WHEN WILL KAYODE OGUNDAMISI BE PROPERLY PROSECUTED FOR THE LAGOS GENOCIDE OF YEAR 2000? WILL HE ESCAPE JUSTICE BECAUSE OF HIS SUPPORT FOR EVERY GOVERNMENT IN POWER?
From archive: as reported on October 17, 2000.
Fierce ethnic clashes erupted for a third day running in Nigeria’s commercial centre, Lagos, on Tuesday leaving more than 80 people dead and bodies littering the streets.
Police helicopters flew over the Ajegunle area which was the main scene of the fighting as anti-riot policemen poured into the district amid the constant sound of gunfire.
Smoke rose into the sky over Lagos’s main Apapa Port area, leading to Ajegunle where dozens of cars and homes were burnt.
The fighting between Nigeria’s two largest ethnic groups began on Saturday in the central Nigerian city of Ilorin in a dispute over the naming of a Yoruba traditional ruler for the town.
Police clashed with a Yoruba militant group, the Odua Peoples’ Congress (OPC). Police said six people died but the OPC said nine had been killed.
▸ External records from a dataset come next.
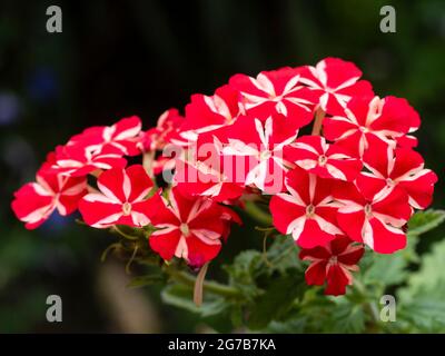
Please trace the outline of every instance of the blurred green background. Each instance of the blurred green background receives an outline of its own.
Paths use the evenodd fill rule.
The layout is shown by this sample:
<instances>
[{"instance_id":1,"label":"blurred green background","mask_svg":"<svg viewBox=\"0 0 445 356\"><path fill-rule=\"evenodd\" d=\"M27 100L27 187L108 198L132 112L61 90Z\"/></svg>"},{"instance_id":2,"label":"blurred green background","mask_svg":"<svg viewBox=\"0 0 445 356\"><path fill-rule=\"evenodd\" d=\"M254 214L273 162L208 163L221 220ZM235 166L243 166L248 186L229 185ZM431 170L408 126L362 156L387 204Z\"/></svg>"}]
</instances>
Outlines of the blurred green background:
<instances>
[{"instance_id":1,"label":"blurred green background","mask_svg":"<svg viewBox=\"0 0 445 356\"><path fill-rule=\"evenodd\" d=\"M50 4L62 9L62 33L46 31ZM396 33L379 30L385 4L396 9ZM112 243L106 231L58 216L27 231L10 201L75 132L130 115L148 128L236 72L328 56L354 61L376 93L407 98L419 111L418 150L439 175L434 207L444 208L444 44L443 0L1 0L0 332L206 330L197 317L162 305L159 287L126 289L123 265L99 261ZM421 251L443 233L425 235ZM260 246L258 236L235 233L218 261L251 246ZM63 323L46 320L51 294L62 297Z\"/></svg>"}]
</instances>

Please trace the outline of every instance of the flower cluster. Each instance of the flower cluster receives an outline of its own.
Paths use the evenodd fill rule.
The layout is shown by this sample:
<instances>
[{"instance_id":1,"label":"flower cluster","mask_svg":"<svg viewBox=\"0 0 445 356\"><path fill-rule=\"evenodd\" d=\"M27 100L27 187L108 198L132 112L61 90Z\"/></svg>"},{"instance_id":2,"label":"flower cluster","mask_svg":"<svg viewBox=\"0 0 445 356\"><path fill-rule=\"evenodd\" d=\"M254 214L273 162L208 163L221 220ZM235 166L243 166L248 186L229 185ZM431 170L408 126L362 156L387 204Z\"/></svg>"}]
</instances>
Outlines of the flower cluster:
<instances>
[{"instance_id":1,"label":"flower cluster","mask_svg":"<svg viewBox=\"0 0 445 356\"><path fill-rule=\"evenodd\" d=\"M77 208L95 228L150 226L161 258L200 267L241 222L234 208L268 201L275 228L310 261L307 283L345 294L365 246L405 247L406 224L431 204L437 180L414 150L417 112L375 96L360 77L336 58L235 75L147 131L138 117L89 128L48 155L12 209L30 229ZM141 165L127 167L129 156Z\"/></svg>"}]
</instances>

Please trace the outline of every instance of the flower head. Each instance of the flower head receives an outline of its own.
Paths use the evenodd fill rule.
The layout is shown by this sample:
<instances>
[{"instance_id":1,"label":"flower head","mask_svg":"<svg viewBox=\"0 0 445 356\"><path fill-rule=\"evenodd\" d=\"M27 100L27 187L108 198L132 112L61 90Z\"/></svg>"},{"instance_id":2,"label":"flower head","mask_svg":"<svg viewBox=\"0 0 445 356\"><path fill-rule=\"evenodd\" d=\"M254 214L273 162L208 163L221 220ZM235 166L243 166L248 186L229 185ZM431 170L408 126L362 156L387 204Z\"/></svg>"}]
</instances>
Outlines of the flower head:
<instances>
[{"instance_id":1,"label":"flower head","mask_svg":"<svg viewBox=\"0 0 445 356\"><path fill-rule=\"evenodd\" d=\"M186 198L176 188L168 199L157 194L151 202L156 206L151 222L157 230L149 237L150 247L164 259L176 256L196 267L218 255L231 221L239 221L228 208L207 198Z\"/></svg>"},{"instance_id":2,"label":"flower head","mask_svg":"<svg viewBox=\"0 0 445 356\"><path fill-rule=\"evenodd\" d=\"M86 224L107 228L112 225L142 227L150 222L148 212L152 206L147 196L152 181L142 166L103 171L97 185L99 191L86 195L79 202Z\"/></svg>"},{"instance_id":3,"label":"flower head","mask_svg":"<svg viewBox=\"0 0 445 356\"><path fill-rule=\"evenodd\" d=\"M270 199L270 212L278 231L290 234L303 248L324 246L336 234L342 234L329 180L295 168L286 177L286 188L288 192Z\"/></svg>"},{"instance_id":4,"label":"flower head","mask_svg":"<svg viewBox=\"0 0 445 356\"><path fill-rule=\"evenodd\" d=\"M39 227L58 210L62 216L77 209L79 199L87 192L85 178L71 178L49 172L44 164L37 172L36 181L14 192L12 210L28 229Z\"/></svg>"},{"instance_id":5,"label":"flower head","mask_svg":"<svg viewBox=\"0 0 445 356\"><path fill-rule=\"evenodd\" d=\"M326 246L301 249L299 258L310 261L306 270L306 283L323 286L326 295L339 296L353 284L350 271L357 271L357 263L365 253L363 245L354 244L346 236L337 236Z\"/></svg>"}]
</instances>

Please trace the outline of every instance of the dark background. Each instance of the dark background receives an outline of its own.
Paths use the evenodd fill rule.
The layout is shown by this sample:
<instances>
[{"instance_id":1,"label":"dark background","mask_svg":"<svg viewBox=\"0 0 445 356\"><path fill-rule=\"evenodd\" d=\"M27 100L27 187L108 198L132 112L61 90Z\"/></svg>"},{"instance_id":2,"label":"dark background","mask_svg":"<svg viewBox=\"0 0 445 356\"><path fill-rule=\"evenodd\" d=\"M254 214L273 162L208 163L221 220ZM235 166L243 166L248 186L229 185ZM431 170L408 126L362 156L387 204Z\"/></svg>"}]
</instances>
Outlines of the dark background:
<instances>
[{"instance_id":1,"label":"dark background","mask_svg":"<svg viewBox=\"0 0 445 356\"><path fill-rule=\"evenodd\" d=\"M62 33L46 31L50 4L62 9ZM396 9L396 33L379 30L385 4ZM205 330L190 314L164 306L158 287L125 289L123 265L99 261L112 243L107 233L57 216L30 233L10 201L75 132L131 115L148 128L236 72L328 56L354 61L377 95L407 98L419 111L418 150L441 177L434 206L443 208L444 42L443 0L1 0L0 332ZM220 260L258 245L255 235L233 240ZM63 323L46 322L50 294L63 299Z\"/></svg>"}]
</instances>

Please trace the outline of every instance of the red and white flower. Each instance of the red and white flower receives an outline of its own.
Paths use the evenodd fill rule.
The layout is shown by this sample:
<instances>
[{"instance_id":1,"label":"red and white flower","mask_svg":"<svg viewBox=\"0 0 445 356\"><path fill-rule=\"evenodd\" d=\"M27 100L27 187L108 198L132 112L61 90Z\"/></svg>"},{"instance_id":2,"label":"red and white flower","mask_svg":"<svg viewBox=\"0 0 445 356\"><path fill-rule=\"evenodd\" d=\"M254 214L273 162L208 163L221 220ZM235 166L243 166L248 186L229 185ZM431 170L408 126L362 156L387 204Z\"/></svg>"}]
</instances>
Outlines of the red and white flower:
<instances>
[{"instance_id":1,"label":"red and white flower","mask_svg":"<svg viewBox=\"0 0 445 356\"><path fill-rule=\"evenodd\" d=\"M218 136L224 156L237 157L229 176L245 177L245 186L253 185L267 194L283 191L288 162L283 149L298 136L298 123L275 115L261 121L254 117L239 118ZM239 181L239 180L237 180Z\"/></svg>"},{"instance_id":2,"label":"red and white flower","mask_svg":"<svg viewBox=\"0 0 445 356\"><path fill-rule=\"evenodd\" d=\"M301 86L295 69L261 71L256 78L235 75L229 85L240 92L246 112L261 120L280 113L301 127L313 119L316 95Z\"/></svg>"},{"instance_id":3,"label":"red and white flower","mask_svg":"<svg viewBox=\"0 0 445 356\"><path fill-rule=\"evenodd\" d=\"M37 172L36 182L29 182L14 192L12 210L28 229L39 227L56 209L62 216L71 214L87 194L85 178L49 172L47 165Z\"/></svg>"},{"instance_id":4,"label":"red and white flower","mask_svg":"<svg viewBox=\"0 0 445 356\"><path fill-rule=\"evenodd\" d=\"M303 136L285 147L285 157L303 169L322 178L354 180L362 170L362 161L326 142L320 136Z\"/></svg>"},{"instance_id":5,"label":"red and white flower","mask_svg":"<svg viewBox=\"0 0 445 356\"><path fill-rule=\"evenodd\" d=\"M195 142L202 132L231 125L243 113L238 96L239 92L228 85L218 88L211 97L201 93L191 96L180 136Z\"/></svg>"},{"instance_id":6,"label":"red and white flower","mask_svg":"<svg viewBox=\"0 0 445 356\"><path fill-rule=\"evenodd\" d=\"M338 181L334 198L342 204L337 212L339 227L357 243L379 254L392 254L406 246L404 225L413 210L402 189L379 189L357 178L356 184Z\"/></svg>"},{"instance_id":7,"label":"red and white flower","mask_svg":"<svg viewBox=\"0 0 445 356\"><path fill-rule=\"evenodd\" d=\"M97 186L100 191L86 195L79 202L86 224L107 228L112 225L142 227L150 222L148 212L154 207L147 195L154 185L142 166L106 170Z\"/></svg>"},{"instance_id":8,"label":"red and white flower","mask_svg":"<svg viewBox=\"0 0 445 356\"><path fill-rule=\"evenodd\" d=\"M95 170L108 170L123 168L127 160L119 148L107 145L99 151L93 147L85 147L81 144L58 146L52 158L50 169L55 172L82 177Z\"/></svg>"},{"instance_id":9,"label":"red and white flower","mask_svg":"<svg viewBox=\"0 0 445 356\"><path fill-rule=\"evenodd\" d=\"M353 97L374 96L370 83L358 80L362 71L338 58L326 58L315 67L299 67L297 72L299 81L317 93L319 106L330 115L340 112Z\"/></svg>"},{"instance_id":10,"label":"red and white flower","mask_svg":"<svg viewBox=\"0 0 445 356\"><path fill-rule=\"evenodd\" d=\"M92 154L107 150L110 146L121 155L136 156L140 154L138 148L142 122L137 116L123 118L111 126L97 126L86 129L82 134L73 136L67 146L83 146Z\"/></svg>"},{"instance_id":11,"label":"red and white flower","mask_svg":"<svg viewBox=\"0 0 445 356\"><path fill-rule=\"evenodd\" d=\"M336 234L342 234L332 186L330 180L299 167L289 171L286 177L289 194L277 194L270 199L274 226L281 234L291 234L303 248L325 246Z\"/></svg>"},{"instance_id":12,"label":"red and white flower","mask_svg":"<svg viewBox=\"0 0 445 356\"><path fill-rule=\"evenodd\" d=\"M207 198L185 198L176 188L169 191L168 200L156 194L151 204L156 206L151 222L157 230L148 239L150 247L166 260L176 256L195 267L218 255L231 221L239 221L228 208Z\"/></svg>"},{"instance_id":13,"label":"red and white flower","mask_svg":"<svg viewBox=\"0 0 445 356\"><path fill-rule=\"evenodd\" d=\"M338 236L326 246L301 249L299 258L310 261L306 270L306 283L309 286L323 286L326 295L339 296L346 293L346 286L353 284L352 271L358 270L358 261L365 249L354 244L346 236Z\"/></svg>"},{"instance_id":14,"label":"red and white flower","mask_svg":"<svg viewBox=\"0 0 445 356\"><path fill-rule=\"evenodd\" d=\"M377 141L372 151L365 152L364 162L370 172L360 175L363 185L375 186L377 190L403 189L416 209L425 209L431 204L437 176L424 168L424 159L416 151L409 148L393 150Z\"/></svg>"},{"instance_id":15,"label":"red and white flower","mask_svg":"<svg viewBox=\"0 0 445 356\"><path fill-rule=\"evenodd\" d=\"M362 157L372 149L370 138L376 137L395 148L396 144L414 127L418 127L418 113L405 99L386 97L380 99L357 97L352 99L343 116L325 118L324 136L337 141L350 155Z\"/></svg>"},{"instance_id":16,"label":"red and white flower","mask_svg":"<svg viewBox=\"0 0 445 356\"><path fill-rule=\"evenodd\" d=\"M225 165L228 159L229 165ZM236 160L228 156L219 156L216 160L178 160L174 176L178 191L187 197L206 196L221 202L239 198L244 186L236 181L236 177L229 176Z\"/></svg>"}]
</instances>

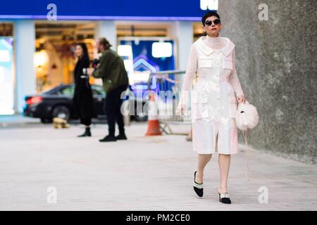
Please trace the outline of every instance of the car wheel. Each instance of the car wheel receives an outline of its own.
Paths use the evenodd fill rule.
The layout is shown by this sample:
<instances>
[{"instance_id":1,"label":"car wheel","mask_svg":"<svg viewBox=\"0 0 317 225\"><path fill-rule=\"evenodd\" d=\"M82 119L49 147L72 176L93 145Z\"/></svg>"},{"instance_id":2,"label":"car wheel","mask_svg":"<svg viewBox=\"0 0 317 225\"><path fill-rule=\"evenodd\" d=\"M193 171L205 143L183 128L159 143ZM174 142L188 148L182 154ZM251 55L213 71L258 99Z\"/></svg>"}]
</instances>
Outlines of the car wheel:
<instances>
[{"instance_id":1,"label":"car wheel","mask_svg":"<svg viewBox=\"0 0 317 225\"><path fill-rule=\"evenodd\" d=\"M53 110L52 117L53 118L61 118L68 120L70 117L70 110L68 108L64 105L58 105L55 107Z\"/></svg>"},{"instance_id":2,"label":"car wheel","mask_svg":"<svg viewBox=\"0 0 317 225\"><path fill-rule=\"evenodd\" d=\"M41 122L43 124L48 124L51 122L51 120L47 118L41 118Z\"/></svg>"}]
</instances>

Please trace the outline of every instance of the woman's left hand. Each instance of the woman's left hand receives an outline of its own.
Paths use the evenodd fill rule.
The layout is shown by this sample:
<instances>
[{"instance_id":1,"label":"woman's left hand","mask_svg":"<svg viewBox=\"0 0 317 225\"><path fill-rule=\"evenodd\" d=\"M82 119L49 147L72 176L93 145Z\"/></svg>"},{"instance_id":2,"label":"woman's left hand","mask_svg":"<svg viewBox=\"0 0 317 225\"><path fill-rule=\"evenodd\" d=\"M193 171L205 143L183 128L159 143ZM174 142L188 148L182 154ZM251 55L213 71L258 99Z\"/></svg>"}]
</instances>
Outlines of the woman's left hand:
<instances>
[{"instance_id":1,"label":"woman's left hand","mask_svg":"<svg viewBox=\"0 0 317 225\"><path fill-rule=\"evenodd\" d=\"M245 97L244 96L239 96L237 97L237 100L239 103L245 103Z\"/></svg>"}]
</instances>

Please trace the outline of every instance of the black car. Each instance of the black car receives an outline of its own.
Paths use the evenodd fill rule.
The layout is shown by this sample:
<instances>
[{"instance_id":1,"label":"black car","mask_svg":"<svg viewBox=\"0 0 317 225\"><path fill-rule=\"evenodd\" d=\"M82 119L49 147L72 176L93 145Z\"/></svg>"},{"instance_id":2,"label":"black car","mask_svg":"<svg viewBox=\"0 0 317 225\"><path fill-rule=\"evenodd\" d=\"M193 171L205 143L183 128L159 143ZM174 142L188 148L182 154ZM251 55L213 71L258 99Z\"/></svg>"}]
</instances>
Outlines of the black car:
<instances>
[{"instance_id":1,"label":"black car","mask_svg":"<svg viewBox=\"0 0 317 225\"><path fill-rule=\"evenodd\" d=\"M51 122L54 117L60 117L68 120L74 119L70 110L74 89L73 84L61 84L40 94L26 96L25 98L25 105L23 109L23 115L27 117L40 118L43 123ZM97 117L99 119L106 119L104 110L104 100L106 98L104 89L99 85L92 85L92 89ZM144 106L146 101L142 100L141 101ZM134 107L133 111L137 112L136 103L137 100L135 99L129 101L130 111ZM147 113L146 112L139 112L139 113L130 113L130 115L132 115L130 116L131 120L136 121L147 120Z\"/></svg>"}]
</instances>

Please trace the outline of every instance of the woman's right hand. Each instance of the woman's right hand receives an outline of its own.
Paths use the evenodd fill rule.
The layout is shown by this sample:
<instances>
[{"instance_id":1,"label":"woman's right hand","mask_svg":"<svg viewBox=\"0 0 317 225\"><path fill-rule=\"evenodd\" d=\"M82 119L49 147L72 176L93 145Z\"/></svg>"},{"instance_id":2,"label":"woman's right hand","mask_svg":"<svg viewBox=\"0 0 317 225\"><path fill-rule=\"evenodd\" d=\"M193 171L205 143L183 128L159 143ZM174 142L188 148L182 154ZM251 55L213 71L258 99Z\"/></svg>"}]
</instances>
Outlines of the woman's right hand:
<instances>
[{"instance_id":1,"label":"woman's right hand","mask_svg":"<svg viewBox=\"0 0 317 225\"><path fill-rule=\"evenodd\" d=\"M182 116L185 113L185 111L186 110L186 105L185 104L179 104L178 106L178 108L176 109L175 114L178 116Z\"/></svg>"}]
</instances>

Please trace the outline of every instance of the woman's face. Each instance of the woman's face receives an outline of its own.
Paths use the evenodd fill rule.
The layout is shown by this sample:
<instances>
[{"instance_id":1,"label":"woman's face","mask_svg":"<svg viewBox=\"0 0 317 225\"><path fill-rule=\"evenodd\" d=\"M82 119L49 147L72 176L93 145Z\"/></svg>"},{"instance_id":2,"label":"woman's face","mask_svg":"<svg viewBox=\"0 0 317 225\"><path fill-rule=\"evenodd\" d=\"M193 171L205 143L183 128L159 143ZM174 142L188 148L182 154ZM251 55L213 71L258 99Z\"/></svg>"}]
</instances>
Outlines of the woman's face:
<instances>
[{"instance_id":1,"label":"woman's face","mask_svg":"<svg viewBox=\"0 0 317 225\"><path fill-rule=\"evenodd\" d=\"M83 55L83 51L82 51L82 48L81 46L80 45L76 45L76 46L75 47L75 55L77 57L82 57Z\"/></svg>"},{"instance_id":2,"label":"woman's face","mask_svg":"<svg viewBox=\"0 0 317 225\"><path fill-rule=\"evenodd\" d=\"M222 25L221 23L218 23L217 25L217 20L219 20L216 16L210 16L206 19L205 25L203 26L204 32L206 32L209 36L211 37L218 37L219 35L219 32L221 30ZM211 21L213 21L210 23ZM220 21L220 20L219 20Z\"/></svg>"}]
</instances>

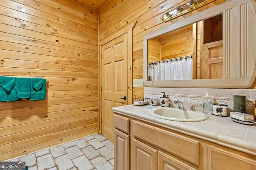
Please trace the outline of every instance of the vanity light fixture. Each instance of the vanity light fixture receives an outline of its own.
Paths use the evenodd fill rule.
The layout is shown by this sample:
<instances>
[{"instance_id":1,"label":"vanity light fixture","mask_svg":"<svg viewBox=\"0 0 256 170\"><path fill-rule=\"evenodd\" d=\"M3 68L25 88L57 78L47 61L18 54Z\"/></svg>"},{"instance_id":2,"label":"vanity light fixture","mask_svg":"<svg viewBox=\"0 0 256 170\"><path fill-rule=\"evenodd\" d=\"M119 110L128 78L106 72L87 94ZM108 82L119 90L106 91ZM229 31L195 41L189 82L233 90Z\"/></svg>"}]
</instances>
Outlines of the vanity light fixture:
<instances>
[{"instance_id":1,"label":"vanity light fixture","mask_svg":"<svg viewBox=\"0 0 256 170\"><path fill-rule=\"evenodd\" d=\"M162 12L162 20L164 22L175 18L216 0L188 0L181 5L178 2L174 4L172 7L169 6Z\"/></svg>"},{"instance_id":2,"label":"vanity light fixture","mask_svg":"<svg viewBox=\"0 0 256 170\"><path fill-rule=\"evenodd\" d=\"M195 5L196 5L196 2L194 0L191 0L189 2L189 5L191 7L193 7Z\"/></svg>"}]
</instances>

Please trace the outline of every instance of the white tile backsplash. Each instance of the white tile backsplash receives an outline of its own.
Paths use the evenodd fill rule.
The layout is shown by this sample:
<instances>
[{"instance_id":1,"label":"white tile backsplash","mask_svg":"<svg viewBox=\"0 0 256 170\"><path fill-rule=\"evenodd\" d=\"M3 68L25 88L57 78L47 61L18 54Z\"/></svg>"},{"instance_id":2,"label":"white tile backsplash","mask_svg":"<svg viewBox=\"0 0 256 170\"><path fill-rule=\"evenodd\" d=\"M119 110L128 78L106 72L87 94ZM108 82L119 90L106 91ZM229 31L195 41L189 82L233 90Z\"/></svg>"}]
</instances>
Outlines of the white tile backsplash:
<instances>
[{"instance_id":1,"label":"white tile backsplash","mask_svg":"<svg viewBox=\"0 0 256 170\"><path fill-rule=\"evenodd\" d=\"M256 89L229 89L217 88L173 88L144 87L144 97L151 98L154 95L157 95L159 99L162 96L162 92L174 102L178 100L182 103L185 108L190 109L192 104L202 104L203 99L206 92L213 98L213 103L228 105L228 113L233 111L234 95L246 96L246 113L254 115L255 101L256 100ZM174 107L177 107L174 105ZM202 111L202 109L197 107L196 110Z\"/></svg>"}]
</instances>

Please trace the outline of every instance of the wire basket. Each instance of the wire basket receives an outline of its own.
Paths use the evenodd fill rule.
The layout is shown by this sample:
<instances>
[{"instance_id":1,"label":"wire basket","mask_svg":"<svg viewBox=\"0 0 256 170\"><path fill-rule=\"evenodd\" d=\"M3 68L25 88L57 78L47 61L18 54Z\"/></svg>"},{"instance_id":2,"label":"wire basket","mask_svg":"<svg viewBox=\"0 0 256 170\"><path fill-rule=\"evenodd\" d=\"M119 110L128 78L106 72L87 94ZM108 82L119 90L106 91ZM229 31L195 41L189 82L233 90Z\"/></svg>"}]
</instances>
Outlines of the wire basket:
<instances>
[{"instance_id":1,"label":"wire basket","mask_svg":"<svg viewBox=\"0 0 256 170\"><path fill-rule=\"evenodd\" d=\"M144 106L150 104L151 104L151 99L148 98L135 98L132 100L132 103L134 106Z\"/></svg>"}]
</instances>

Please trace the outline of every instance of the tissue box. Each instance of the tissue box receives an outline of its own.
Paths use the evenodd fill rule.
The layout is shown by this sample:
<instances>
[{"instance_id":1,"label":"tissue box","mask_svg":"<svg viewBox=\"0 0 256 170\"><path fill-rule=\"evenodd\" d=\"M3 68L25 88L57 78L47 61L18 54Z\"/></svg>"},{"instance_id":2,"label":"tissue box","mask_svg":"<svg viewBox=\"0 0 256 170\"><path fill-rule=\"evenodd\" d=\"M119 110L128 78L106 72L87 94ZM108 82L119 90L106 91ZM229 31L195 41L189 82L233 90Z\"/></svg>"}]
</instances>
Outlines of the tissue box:
<instances>
[{"instance_id":1,"label":"tissue box","mask_svg":"<svg viewBox=\"0 0 256 170\"><path fill-rule=\"evenodd\" d=\"M230 112L230 117L244 121L254 121L254 117L253 115L241 112Z\"/></svg>"}]
</instances>

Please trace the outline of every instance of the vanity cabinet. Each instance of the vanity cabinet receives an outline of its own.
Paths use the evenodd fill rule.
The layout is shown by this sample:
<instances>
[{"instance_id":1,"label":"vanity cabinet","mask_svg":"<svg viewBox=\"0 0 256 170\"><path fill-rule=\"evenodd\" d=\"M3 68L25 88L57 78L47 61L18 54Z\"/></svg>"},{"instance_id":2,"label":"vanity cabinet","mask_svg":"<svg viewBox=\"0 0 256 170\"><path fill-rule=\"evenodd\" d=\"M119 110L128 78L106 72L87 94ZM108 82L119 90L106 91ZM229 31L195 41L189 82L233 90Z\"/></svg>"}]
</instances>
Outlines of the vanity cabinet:
<instances>
[{"instance_id":1,"label":"vanity cabinet","mask_svg":"<svg viewBox=\"0 0 256 170\"><path fill-rule=\"evenodd\" d=\"M255 155L128 116L115 117L115 169L256 169Z\"/></svg>"},{"instance_id":2,"label":"vanity cabinet","mask_svg":"<svg viewBox=\"0 0 256 170\"><path fill-rule=\"evenodd\" d=\"M157 150L140 141L132 139L132 169L157 169Z\"/></svg>"},{"instance_id":3,"label":"vanity cabinet","mask_svg":"<svg viewBox=\"0 0 256 170\"><path fill-rule=\"evenodd\" d=\"M114 115L114 168L130 170L130 120Z\"/></svg>"}]
</instances>

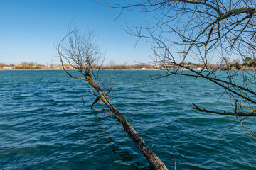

On Sunday, OPC members launched what a senior OPC official said were reprisal attacks on Hausas living in Lagos.
OPC secretary-general Kayode Ogundamisi told our reporters on Monday the killings were regretted and admitted his organisation could not control its members.
“The bloodshed is not worth it. It does not portray our cause well at all,” he said.
At a police barricade set up on Tuesday on the Malu Road into Ajegunle from Lagos Island, police caught two Yoruba men, one of them disguised as a woman and carrying a machete, trying to enter the area.
Rumours – likely to inflame the situation – circulated that the Hausa leader of the Ajegunle district had been killed early on Tuesday.
Lagos State Governor Bola Tinubu on Monday night slapped a dusk-to-dawn curfew on the area around Ajegunle and on Tuesday convened an emergency meeting of the leaders of the ethnic Yoruba and Hausa communities.
Lagos Information Commissioner Dele Alake told our reporters the city authorities were “doing a lot” to try to restore calm.
“We really want to get the situation under control,” he said.
Meanwhile, witnesses put the toll from the clashes in Lagos at at least 72.
Victoria Adeleke, a nurse who was working in Lagos’s Alaba district where fighting took place on Monday, told our reporters she had counted 22 bodies on the street.
Another witness, Patrick Adum, said he had seen 20 bodies in the Okokomaiko district of the city.
Other witnesses said they had seen eight bodies in the Orile district and 21 bodies on the outskirts of Ajegunle, the main area where fighting took place.
The fighting again focused attention on the OPC, set up in 1995 to promote the interests of the Yoruba, one of Nigeria’s three largest ethnic groups, alongside the Hausa and Igbo.
The OPC is accused by its critics of being behind a series of attacks on other ethnic groups in the Yoruba-controlled southwest of the country.
The government of President Olusegun Obasanjo, himself a Yoruba, last year threatened an all-out war against the OPC after blaming it for riots in Lagos’s Ketu district in which more than 100 people – mainly Hausas – died.
Since then, though regular clashes have occurred with the police, the most prominent OPC leaders have continued to operate publicly.
Kayode Ogundamisi was arrested over the genocide and his admittance that his “organization could not control it’s members” (meaning his members were responsible for the killing under his leadership). But he was later left off the hook in what was believed to be backdoor arrangements.
Since then some Nigerians have been calling for his arrest and proper prosecution for the genocide, but with his support for all government in power it seems as if the law enforcement agents are always looking away from the crime as he is still walking freely on the streets of Nigeria.
Trial on Murder as will as genocide cases is not time bound, as anyone can be arrested and tried anytime no matter how long.
Will Kayode Ogundamisi escape justice as a result of his support for government in power?